Martin was stopped again on Nov. 2, 2009, for the same reasons but was let go with a warning, according to the suit, which did not name a trooper.

After that, Martin bought a “Smart Black Box” to record a car’s speed, GPS coordinates and the view from the front windshield, the complaint says.

The device was recording on Dec. 9, 2009, when Martin’s rental car with New York plates was stopped by Trooper Conner at nearly the same point along I-95.

Conner said Martin was speeding; Martin’s box says he wasn’t. Conner also claimed he smelled marijuana and called for backup to search the car, which turned up no contraband.

Martin received a warning and was let go.

Concerned he was being profiled, Martin sent the MSP a Public Information Act request in February 2010 seeking records related to the December stop.

“One day after the MSP received the PIA request, according to an affidavit Defendant Gussoni executed, Defendant Gussoni suddenly began making efforts to revive the gun possession charges against Mr. Martin that the State of Maryland had nolle prossed three months earlier,” the suit states.

On March 19, 2010, two weeks after the MSP received another PIA request from Martin concerning the October stop, Gussoni submitted an application for statement of charges to a Cecil County commissioner.

The trooper sought to revive the previous gun charge and lodge a more serious charge of “transporting a regulated firearm for unlawful sale of trafficking,” according to the suit.

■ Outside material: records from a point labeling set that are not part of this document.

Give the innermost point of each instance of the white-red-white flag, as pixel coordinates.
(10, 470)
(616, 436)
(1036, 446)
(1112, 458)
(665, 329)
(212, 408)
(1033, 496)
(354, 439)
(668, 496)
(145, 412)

The basis for the latter charge, according to the suit, was that a suspected straw purchaser had once bought Martin’s gun.

The commissioner issued a warrant for Martin’s arrest.

Even though Martin had, with an attorney, tried to negotiate his surrender, according to the suit, Gussoni reported him as a fugitive to Pennsylvania law enforcement, leading to his arrest at his North Philadelphia home on March 24, 2010.

He was held on a $500,000 bond and charged as a fugitive in possession of a firearm, according to the suit.

He was released pending trial on April 12, 2010, acquitted of the Maryland charges on Aug. 13, 2010, and acquitted of the Pennsylvania charge on Jan. 19, 2011, the complaint says.

Martin’s complaint seeks declaratory and injunctive relief, as well as unspecified compensatory and punitive damages on counts ranging from constitutional violations to evidence fabrication and conspiracy.